Umpqua’s Clarkson boils it down to an action step: “When something’s not a perfect process, let’s tweak it.”
Some real-life examples:
• At Johnson Bank, multiple complaints about severe delays in the mortgage process led to four more employees being assigned to that function and adoption of a standard promising responses to issues within 24 hours. Investigation determined that a personnel change had led to a disconnect that “got out of hand,” according to John Topczewski.
• KeyBank had been involved in a highly publicized situation involving the school loan of a Rutgers student who died of brain injuries sustained in an auto crash. “We received feedback that caused a policy change in regard to student lending,” says Lynne Woodman. The issue concerned cosigners on such loans and the impact of borrowers’ deaths.
• Bank of the West recently formed a steering committee to review practices related to insufficient funds and overdraft fees and associated disclosures, based on an analysis of complaints.
Bankers say commitment to service means taking complaints more seriously than ever.
“In the past, it may have been sufficient to direct a customer’s attention to, or quote, a section in our disclosures to justify a fee or a change in terms,” says Checchi. “Those kinds of responses are no longer the right way to respond.”
Umpqua’s Clarkson sees the remedy in a service-based attitude. “All banks have to remember to tie the complaints issue back to their services standards,” she says. “If you do so, the rest will flow from there.”
A little bird told me
At industry meetings bankers express displeasure with CFPB’s online complaint portals, where, they say, inquiries about complaints read as if abuse is assumed.
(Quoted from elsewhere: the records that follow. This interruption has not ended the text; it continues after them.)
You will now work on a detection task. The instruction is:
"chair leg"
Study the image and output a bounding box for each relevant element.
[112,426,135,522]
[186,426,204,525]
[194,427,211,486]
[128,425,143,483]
That opinion may be a bit overstated, but the portals are part of the brave new world. And so is social media.
Monitoring social channels—both responses to your own bank’s tweets and posts and to independent chatter in the social net—has become a basic. Ignoring social channels today is like ignoring a billboard bad-mouthing your bank. But if there is any doubt about taking social media complaints seriously, Jo Ann Barefoot reports that CFPB examiners have told client banks that the bureau expects them to monitor social media.
Monitoring is only the beginning. Johnson Bank’s John Topczewski points out that just getting into a “he said, she said” debate on Twitter doesn’t help anyone. So banks need to be able to deal with what are essentially written complaints appropriately.
At Key, a team backstops multiple Facebook and Twitter accounts, including @KeyBank_Help, which is specifically intended for customer service. It’s Twitter description includes “Client Services Experts. Problem resolution enthusiasts.”
One tweet it intercepted read, “I hate Key Bank…they really suck.” The Keybanker on duty tweeted back, “What happened? Is there something we can help you with? Follow&DM your contact info.” For non-Tweeters, “follow&DM” means to follow Key’s account, which enables private “direct messaging” via Twitter. At that point the bank asks for private, secure means of communication, such as email.
Key’s Debbie Peltz, one of six bankers whose faces and basic ID appear on the @KeyBank_Help page, explains that they maintain ownership of a social media complaint. “We really are connecting with that individual,” she says, “until a resolution is reached.
“The buck stops here,” says Peltz.”We are fully engaged.”